Beanpole

Beanpole ★★★★

amidst the abundance of war and post-war films a black hole resides in their often male-centric, noisy, and blatantly brutal narratives. a resounding question of “where are the women?” fall on deaf ears. they are pushed to the back in almost invisibility if not pigeonholed into weepy, despairing Penelopes waiting for their Odysseuses to return whilst countless of female stories are ignored, left to be told. so it is quite the gin and tonic to encounter Beanpole standing tall amongst these tonic-less, plain, generic brands of gin. whilst its distinct throes and woes of the female anguish curtain the gritty streets, poverty-stricken and cramped spaces of post-war Leningrad doused in the musk of death, the skeletal frame housing its brittle coping mechanism (or the sense of it) silently collapses and gets hit by the osteoporosis of suppressed trauma and (in)visible battle scars. how these women selfishly and gently navigate the loss of femininity, essence of womanhood, and gender expectations born out of the lethal “patriarchal womb” is an agonisingly heartening sight.
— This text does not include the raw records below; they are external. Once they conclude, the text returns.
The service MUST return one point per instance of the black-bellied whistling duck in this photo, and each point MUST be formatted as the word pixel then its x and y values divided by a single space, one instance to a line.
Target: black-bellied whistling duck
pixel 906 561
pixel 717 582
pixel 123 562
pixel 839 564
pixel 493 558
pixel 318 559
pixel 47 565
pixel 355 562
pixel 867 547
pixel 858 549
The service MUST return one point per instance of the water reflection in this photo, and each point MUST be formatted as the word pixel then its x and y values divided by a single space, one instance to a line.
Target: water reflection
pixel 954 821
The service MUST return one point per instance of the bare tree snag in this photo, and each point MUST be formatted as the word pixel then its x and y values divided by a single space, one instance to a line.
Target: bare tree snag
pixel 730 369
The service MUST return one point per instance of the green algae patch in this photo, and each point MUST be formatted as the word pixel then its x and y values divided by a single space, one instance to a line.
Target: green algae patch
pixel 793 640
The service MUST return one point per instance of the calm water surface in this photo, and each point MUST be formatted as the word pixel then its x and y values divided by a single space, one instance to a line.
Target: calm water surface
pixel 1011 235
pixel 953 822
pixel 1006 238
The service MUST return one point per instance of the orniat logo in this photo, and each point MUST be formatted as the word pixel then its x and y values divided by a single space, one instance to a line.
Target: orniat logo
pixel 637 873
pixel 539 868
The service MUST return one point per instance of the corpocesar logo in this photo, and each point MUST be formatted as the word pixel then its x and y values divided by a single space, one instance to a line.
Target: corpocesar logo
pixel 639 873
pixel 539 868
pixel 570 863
Beanpole is also somehow reminiscent of Clarice Lispector’s debut novel Near to the Wild Heart for me. both aspire for indifference for them to only really stay submerged in a swamp of an unsuccessfully communicated feelings of inadequacy and worthlessness. they grab onto anything, anything that gives some kind of meaning / purpose. and as the film closes in an arrestingly profound scene, it is a story about women trying to handle the demons of tragedies in any form of control they can muster. it is further complicated by the inclusion of difference in social (dis)order stripped down by their undeniable similarity of experiences.

Saoirse Ronan once said in a sing song voice, “women, women, women” I chanted with her as I thought women truly only have each other; and that’s besides the gin and tonic, it’s the absolute vodka.